Abstract

Inappropriate sinus tachycardia (IST) is a rare form of supraventricular arrhythmia. It can cause disabling symptoms and may be refractory to medical treatment. In symptomatic drug refractory patients, sinus node excision or total ablation of the sinus node with permanent pacemaker implantation was the only therapeutic option. Recently, radiofrequency (RF) modification of the sinus node has been reported to be an effective treatment for this condition. To present our experience with sinus node modification using RF energy in the management of IST. Between 1989 to 1996 three patients (two females and one male), aged 28-36 years were diagnosed with symptomatic IST. All had failed multiple drugs and hence underwent sinus node modification using RF. In the first two patients, the site of RF application was guided by anatomical landmarks using fluoroscopy to localise the presumed most superior portion of the crista terminalis and also the earliest site of atrial activation.
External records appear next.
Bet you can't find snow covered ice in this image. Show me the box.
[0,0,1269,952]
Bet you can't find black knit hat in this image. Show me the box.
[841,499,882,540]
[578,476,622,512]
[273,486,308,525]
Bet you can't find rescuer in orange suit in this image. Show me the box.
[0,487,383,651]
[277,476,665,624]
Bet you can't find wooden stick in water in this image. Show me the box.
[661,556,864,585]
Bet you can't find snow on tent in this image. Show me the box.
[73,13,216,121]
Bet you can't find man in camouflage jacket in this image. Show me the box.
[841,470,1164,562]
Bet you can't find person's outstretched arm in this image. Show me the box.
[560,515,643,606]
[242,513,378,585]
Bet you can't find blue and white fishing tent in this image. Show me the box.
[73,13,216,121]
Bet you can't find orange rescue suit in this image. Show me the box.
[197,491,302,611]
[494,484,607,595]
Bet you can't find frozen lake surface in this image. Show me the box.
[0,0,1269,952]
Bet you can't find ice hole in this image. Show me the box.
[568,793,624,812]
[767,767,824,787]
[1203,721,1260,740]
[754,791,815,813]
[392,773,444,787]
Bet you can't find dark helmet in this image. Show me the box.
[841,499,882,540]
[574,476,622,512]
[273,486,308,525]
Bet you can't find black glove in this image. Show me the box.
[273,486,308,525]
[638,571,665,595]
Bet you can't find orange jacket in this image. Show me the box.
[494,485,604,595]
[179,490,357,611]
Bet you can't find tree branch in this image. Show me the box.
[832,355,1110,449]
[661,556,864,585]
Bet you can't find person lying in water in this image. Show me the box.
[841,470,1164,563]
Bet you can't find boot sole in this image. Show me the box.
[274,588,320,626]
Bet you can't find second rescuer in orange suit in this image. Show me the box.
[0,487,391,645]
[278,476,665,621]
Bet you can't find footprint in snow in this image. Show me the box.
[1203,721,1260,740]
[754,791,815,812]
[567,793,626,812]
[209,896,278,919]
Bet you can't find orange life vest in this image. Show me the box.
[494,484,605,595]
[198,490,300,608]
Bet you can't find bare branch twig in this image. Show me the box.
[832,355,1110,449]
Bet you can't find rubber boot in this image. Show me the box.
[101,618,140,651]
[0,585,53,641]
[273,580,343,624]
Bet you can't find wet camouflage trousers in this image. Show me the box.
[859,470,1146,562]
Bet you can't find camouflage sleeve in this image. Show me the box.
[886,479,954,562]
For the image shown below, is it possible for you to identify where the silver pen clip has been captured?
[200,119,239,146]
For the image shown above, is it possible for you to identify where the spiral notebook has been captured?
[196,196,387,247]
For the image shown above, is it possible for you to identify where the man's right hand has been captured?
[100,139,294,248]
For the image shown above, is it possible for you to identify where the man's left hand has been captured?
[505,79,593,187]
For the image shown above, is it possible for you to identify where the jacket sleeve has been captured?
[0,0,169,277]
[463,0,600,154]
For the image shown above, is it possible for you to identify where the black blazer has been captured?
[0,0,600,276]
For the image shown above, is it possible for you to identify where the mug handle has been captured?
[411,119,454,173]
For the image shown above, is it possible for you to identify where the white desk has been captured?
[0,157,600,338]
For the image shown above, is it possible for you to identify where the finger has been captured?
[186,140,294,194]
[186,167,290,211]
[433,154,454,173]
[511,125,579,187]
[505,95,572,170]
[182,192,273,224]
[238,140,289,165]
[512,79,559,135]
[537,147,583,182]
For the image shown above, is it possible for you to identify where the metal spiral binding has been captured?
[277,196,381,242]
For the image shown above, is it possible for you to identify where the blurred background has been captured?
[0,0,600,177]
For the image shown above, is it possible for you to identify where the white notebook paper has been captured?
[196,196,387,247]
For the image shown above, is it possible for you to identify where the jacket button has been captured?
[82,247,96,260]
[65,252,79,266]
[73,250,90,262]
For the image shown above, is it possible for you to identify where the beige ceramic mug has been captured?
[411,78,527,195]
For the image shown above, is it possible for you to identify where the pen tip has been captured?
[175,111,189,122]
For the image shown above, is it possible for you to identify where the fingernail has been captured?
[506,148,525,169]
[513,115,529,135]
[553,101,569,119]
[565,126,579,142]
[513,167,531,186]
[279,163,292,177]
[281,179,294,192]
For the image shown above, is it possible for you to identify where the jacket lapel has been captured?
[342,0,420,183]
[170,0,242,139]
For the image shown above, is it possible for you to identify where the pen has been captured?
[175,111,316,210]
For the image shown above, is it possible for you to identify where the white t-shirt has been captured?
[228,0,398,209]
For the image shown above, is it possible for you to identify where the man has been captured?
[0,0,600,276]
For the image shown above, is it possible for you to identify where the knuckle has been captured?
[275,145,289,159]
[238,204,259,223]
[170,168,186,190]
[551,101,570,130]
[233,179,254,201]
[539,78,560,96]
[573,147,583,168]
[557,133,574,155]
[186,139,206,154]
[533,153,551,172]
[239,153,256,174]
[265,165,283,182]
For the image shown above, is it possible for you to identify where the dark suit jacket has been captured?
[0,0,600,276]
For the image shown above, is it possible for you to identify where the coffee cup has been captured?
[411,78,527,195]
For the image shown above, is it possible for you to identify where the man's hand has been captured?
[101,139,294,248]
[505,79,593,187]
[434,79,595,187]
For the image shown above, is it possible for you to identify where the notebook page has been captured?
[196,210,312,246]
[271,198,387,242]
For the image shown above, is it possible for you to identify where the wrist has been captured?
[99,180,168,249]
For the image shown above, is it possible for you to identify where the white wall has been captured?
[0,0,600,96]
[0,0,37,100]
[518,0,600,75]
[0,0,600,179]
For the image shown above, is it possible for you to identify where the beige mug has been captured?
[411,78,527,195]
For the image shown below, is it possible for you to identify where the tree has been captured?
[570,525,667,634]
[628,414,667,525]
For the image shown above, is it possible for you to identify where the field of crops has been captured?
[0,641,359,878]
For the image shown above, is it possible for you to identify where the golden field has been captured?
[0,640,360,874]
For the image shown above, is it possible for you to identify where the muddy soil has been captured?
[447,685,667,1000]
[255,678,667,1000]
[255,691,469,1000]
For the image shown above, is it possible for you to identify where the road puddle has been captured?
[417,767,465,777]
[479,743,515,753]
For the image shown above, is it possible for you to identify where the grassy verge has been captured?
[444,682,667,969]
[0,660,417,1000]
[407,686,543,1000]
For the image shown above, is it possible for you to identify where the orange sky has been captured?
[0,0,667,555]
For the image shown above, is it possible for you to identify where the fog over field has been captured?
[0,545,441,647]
In the third patient, a 20 pole electrode catheter was used to map the crista terminalis and guide the ablation. Success was defined by 20-30% reduction in the heart rate with normal atrial activation sequence after ablation. The three patients described here had IST by clinical, electrocardiographic and electrophysiological criteria and were refractory to multiple antiarrhythmic drugs. The number of RF applications were 11, 15, and three applied at the site of earliest atrial activation for the control of heart rates. Patient 3 had a early recurrence at one month and underwent repeat sinus node modification (five RF applications). All three patients who underwent RF modification of the sinus node had a successful outcome. The procedure was uncomplicated and the patients remain asymptomatic during follow up (20, 12 and three months) with satisfactory control of heart rate, although one patient requires atenolol which was previously ineffective. RF modification of the sinus node is feasible and effective for IST, and should be the treatment of choice in patients refractory to medical therapy.